そしてご丁寧に机に置かれている教科書等を九頭竜のカバンに入れ、九頭竜に投げ入れ玄関に連れて行かれた。
「お前らさっきから、姉の私を差し置いてイチャイチャするな。聞いてて集中できないんだよ。そんなに二人の空間を堪能したいのならな・・・・晩御飯までに帰ってくるな!!!」バタン!!!

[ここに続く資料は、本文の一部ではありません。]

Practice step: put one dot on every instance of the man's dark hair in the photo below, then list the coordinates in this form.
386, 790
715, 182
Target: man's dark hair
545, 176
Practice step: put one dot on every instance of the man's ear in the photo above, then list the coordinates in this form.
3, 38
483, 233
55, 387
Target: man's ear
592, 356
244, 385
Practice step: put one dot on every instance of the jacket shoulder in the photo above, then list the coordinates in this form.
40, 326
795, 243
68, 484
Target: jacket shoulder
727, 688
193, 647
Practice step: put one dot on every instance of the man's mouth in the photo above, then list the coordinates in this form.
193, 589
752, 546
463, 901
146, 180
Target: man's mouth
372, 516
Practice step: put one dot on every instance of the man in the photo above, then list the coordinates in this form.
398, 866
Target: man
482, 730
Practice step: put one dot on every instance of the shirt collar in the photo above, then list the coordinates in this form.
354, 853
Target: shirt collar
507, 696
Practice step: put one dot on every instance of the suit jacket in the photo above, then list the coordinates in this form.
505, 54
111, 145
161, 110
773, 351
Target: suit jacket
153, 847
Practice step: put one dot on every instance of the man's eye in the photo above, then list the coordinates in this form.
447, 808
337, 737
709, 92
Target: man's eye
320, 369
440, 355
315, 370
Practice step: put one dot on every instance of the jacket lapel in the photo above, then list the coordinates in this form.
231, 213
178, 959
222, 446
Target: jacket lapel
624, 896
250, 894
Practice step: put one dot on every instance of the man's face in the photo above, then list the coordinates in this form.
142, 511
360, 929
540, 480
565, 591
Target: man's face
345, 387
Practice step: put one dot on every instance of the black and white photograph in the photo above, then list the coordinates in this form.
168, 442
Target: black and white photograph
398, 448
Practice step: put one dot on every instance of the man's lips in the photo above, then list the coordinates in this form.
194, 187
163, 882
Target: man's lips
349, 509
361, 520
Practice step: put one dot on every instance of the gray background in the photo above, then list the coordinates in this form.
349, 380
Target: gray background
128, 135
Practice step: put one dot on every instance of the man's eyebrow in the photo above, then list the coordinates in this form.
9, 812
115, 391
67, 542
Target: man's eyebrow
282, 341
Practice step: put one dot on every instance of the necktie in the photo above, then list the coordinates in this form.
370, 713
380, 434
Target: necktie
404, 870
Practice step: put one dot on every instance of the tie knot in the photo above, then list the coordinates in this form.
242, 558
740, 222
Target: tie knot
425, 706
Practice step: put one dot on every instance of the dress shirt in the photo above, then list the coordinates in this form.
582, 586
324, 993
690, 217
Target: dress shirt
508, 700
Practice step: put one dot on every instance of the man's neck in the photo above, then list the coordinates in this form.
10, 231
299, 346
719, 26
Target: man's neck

そして扉を大きく音を立てて閉められ追い出され鍵を閉めてしまった。
昼ご飯途中なのに・・・・
そう思った時姉からLINEが来る。
『夕食はさっきお前達が作ったそうめんとあと姉のお手製でなにかしてやる。だからお前は反省して姉のありがたみを知れ。そして私の胸に抱き着け』
最後の一文は余計だな・・・・
「すまん。九頭竜、うちの姉ちゃんのせいで・・・・」
「別にいいよ・・・・あいつの前でイチャイチャしてたこっちも悪いからな・・・」
「なぁせっかくだからオレの家で勉強しないか」
「そう言われても・・・・自転車のカギは家にあるし・・・それに財布に定期入れが・・・あっそうだ。この近くに図書館があるからそこで勉強しないか?道中にコンビニあるし・・・」
「おっいいな。そこ行くぞ・・・・」
「といっても・・・・その近くっていっても自転車を乗った距離なんで、2キロあるから徒歩はちょっと・・・・」
「2キロなんてあっという間にじゃねぇか・・・・」
「お前、どうやってここに来たんだよ。バイクとかないのかよ」
「うるせぇな。ここにはオッサンが連れて来て、夕方までは仕事で戻ってこないんだよ。それに・・・・・バイクはない」
バイクがない?ヤンキーと言ったらバイクいや原付は持ってそうなのにないのかよ。
「正確には原付はあるが買ってから三日で壊した・・・・」
うん・・・・・その壊した理由はその悔やんでいる顔で分かる。8割方チーマー関連だろう。不思議と俺の予感は当たる気がした。
「と・・・・・・とにかくさっそく行くから案内しろ」
結局俺は顔を赤くしている九頭竜に強引に引っ張られ図書館に案内することになった。